The FHA government home loans bad credit in Texas look forward to helping potential borrowers willing to buy certain property types. Yes, it makes the process of purchasing much easier when your credit score dips below 620. But it can be difficult for a prospective borrower while so many myths and misconceptions are going around. The post-coronavirus housing market has just started seeing rates go up in months. And it might be a great time to land an FHA loan as well.

While things are proceeding towards normal, make your mind myth-free. Let’s debunk the misconceptions and find out the facts about FHA loan programs in Texas.

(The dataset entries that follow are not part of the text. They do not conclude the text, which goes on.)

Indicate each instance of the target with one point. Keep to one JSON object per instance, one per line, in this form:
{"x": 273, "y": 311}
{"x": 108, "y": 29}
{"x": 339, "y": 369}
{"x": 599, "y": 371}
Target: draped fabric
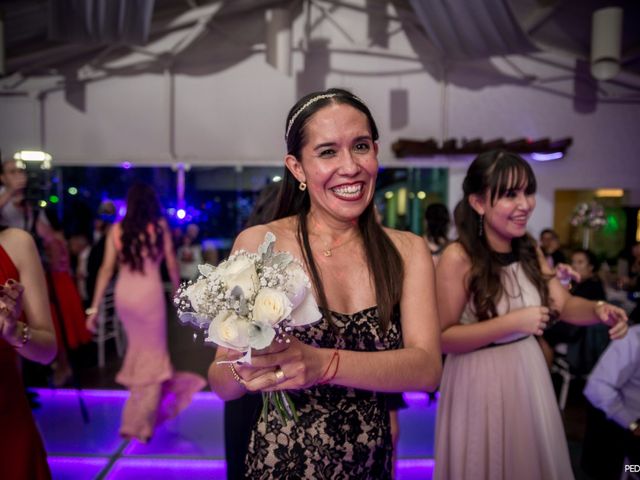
{"x": 101, "y": 21}
{"x": 466, "y": 30}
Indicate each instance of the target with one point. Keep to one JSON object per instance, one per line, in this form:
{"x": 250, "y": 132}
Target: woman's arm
{"x": 170, "y": 256}
{"x": 415, "y": 367}
{"x": 451, "y": 278}
{"x": 41, "y": 346}
{"x": 105, "y": 273}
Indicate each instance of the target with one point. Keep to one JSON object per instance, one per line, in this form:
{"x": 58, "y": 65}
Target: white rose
{"x": 240, "y": 272}
{"x": 271, "y": 306}
{"x": 196, "y": 293}
{"x": 230, "y": 331}
{"x": 297, "y": 284}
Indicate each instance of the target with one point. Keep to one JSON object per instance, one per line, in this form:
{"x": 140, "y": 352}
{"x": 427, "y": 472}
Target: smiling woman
{"x": 497, "y": 414}
{"x": 386, "y": 338}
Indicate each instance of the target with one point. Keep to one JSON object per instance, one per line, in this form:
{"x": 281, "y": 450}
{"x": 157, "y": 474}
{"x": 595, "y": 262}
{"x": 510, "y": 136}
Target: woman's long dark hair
{"x": 143, "y": 210}
{"x": 494, "y": 173}
{"x": 383, "y": 258}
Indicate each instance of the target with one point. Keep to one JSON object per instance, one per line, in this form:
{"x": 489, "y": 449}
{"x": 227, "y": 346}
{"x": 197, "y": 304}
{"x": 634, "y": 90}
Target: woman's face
{"x": 580, "y": 263}
{"x": 339, "y": 162}
{"x": 507, "y": 218}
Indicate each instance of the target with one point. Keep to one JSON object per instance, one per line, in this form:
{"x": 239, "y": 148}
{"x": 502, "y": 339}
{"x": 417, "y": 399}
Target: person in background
{"x": 15, "y": 209}
{"x": 26, "y": 331}
{"x": 631, "y": 281}
{"x": 584, "y": 345}
{"x": 550, "y": 245}
{"x": 106, "y": 215}
{"x": 437, "y": 221}
{"x": 241, "y": 414}
{"x": 80, "y": 248}
{"x": 387, "y": 341}
{"x": 497, "y": 413}
{"x": 612, "y": 437}
{"x": 137, "y": 246}
{"x": 67, "y": 309}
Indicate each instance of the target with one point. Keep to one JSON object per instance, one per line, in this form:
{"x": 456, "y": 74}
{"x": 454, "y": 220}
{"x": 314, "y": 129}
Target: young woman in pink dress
{"x": 137, "y": 247}
{"x": 497, "y": 414}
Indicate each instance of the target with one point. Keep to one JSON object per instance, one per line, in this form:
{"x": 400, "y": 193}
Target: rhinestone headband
{"x": 311, "y": 101}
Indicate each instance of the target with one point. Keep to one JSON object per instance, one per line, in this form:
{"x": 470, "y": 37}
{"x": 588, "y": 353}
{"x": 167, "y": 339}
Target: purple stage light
{"x": 76, "y": 467}
{"x": 166, "y": 469}
{"x": 546, "y": 157}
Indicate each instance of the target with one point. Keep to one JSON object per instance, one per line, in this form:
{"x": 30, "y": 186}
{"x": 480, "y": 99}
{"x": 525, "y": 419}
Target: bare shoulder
{"x": 455, "y": 258}
{"x": 250, "y": 238}
{"x": 408, "y": 244}
{"x": 19, "y": 245}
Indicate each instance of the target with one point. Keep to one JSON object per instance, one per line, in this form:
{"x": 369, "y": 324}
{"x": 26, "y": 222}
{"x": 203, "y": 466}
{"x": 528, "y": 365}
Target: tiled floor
{"x": 189, "y": 446}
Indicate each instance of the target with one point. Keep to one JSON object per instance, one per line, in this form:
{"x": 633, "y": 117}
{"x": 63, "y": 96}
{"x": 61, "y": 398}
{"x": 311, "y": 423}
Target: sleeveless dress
{"x": 22, "y": 454}
{"x": 497, "y": 414}
{"x": 341, "y": 433}
{"x": 157, "y": 392}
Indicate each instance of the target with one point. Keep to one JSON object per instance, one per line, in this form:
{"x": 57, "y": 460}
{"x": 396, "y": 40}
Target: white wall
{"x": 233, "y": 111}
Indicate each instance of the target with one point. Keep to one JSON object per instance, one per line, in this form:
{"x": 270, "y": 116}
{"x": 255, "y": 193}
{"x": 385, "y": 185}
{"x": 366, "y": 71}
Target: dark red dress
{"x": 22, "y": 454}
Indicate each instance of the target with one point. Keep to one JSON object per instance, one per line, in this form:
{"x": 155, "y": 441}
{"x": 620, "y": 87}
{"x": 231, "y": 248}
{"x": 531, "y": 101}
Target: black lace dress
{"x": 341, "y": 433}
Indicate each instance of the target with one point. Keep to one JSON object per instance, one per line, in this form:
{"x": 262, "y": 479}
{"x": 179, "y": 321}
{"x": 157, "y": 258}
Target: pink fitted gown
{"x": 157, "y": 392}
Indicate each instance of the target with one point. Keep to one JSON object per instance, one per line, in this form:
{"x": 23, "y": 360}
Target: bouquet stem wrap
{"x": 247, "y": 302}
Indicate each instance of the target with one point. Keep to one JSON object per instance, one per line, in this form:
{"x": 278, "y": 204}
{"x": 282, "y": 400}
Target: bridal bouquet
{"x": 249, "y": 300}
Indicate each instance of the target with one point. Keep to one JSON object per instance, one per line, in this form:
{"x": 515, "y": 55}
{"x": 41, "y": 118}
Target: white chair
{"x": 109, "y": 327}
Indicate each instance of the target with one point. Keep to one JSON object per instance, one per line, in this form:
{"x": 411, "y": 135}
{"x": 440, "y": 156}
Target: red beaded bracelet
{"x": 324, "y": 379}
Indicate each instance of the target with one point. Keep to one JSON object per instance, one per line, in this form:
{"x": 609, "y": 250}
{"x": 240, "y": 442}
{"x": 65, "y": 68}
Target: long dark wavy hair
{"x": 384, "y": 260}
{"x": 494, "y": 173}
{"x": 143, "y": 211}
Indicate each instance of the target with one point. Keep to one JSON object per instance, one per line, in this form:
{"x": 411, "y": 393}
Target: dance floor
{"x": 189, "y": 446}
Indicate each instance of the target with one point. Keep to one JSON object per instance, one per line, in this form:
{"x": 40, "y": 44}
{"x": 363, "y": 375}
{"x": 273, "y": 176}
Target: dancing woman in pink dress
{"x": 137, "y": 247}
{"x": 497, "y": 414}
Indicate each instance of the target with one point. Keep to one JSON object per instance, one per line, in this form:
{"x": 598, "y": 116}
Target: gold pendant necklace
{"x": 328, "y": 252}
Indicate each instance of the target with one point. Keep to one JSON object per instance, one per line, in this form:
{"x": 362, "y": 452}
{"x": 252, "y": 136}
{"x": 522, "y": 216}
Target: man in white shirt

Myth #1: Only Borrowers with Bad Credit can Apply

This is a common misconception that requires immediate attention. The minimum credit benchmark 500, but it does not mean anyone with more than 620 cannot apply for the program. FHA loans have two credit score requirements – 500 credit with a minimum 10% down payment and 580 credit with a minimum 3.5%. Also, borrowers who have a higher DTI ratio can apply. When the conventional loans do not allow more than a 40% DTI ratio, FHA loans follow a more lenient guideline.

So, it is better to check there are no late payments for at last one year. Additionally, you should not have late mortgage payments for the past 6 months. Of course, remember, perfect FICO scores are welcome but not mandatory.

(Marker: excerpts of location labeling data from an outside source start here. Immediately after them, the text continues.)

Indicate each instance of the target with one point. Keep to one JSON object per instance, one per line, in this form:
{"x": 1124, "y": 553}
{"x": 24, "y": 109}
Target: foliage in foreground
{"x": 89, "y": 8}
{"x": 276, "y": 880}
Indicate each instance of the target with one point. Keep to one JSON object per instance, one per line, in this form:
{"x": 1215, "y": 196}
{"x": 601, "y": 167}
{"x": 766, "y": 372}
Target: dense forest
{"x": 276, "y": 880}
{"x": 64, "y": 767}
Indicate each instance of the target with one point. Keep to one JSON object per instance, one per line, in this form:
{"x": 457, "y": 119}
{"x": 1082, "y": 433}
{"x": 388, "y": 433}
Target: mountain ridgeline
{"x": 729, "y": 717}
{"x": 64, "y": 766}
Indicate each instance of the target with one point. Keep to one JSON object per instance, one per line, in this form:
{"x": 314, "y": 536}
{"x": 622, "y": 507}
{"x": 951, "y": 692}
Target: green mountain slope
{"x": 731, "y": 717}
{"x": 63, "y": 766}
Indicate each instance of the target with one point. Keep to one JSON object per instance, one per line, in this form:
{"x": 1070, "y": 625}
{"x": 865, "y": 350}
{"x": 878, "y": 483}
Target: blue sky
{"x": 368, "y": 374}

Myth #2: It is Compulsory to Put down 20% of the Loan Value

A large down payment leads to better equity on the home. It is understandable when you cannot make a large down payment. But this does not put an end to your dreams. FHA loans encourage low credit borrowers and the lowest down payment requirement is 3.5%. Unlike the VA loan programs, FHA government home loans do not offer zero down payments.

With a 3.5% down payment, there is FHA mortgage insurance. However, the private mortgage insurance does not add up when you are putting down 10% or more. Therefore, you do not have to put down 20% and it is not a necessary requirement.

Another thing that circulates around a lot: FHA loans are better than conventional loans. This could carry a little bit of truth; however, everything boils down to a borrower’s situation. So, research and understand where you stand. Only then make the ultimate choice for an FHA loan.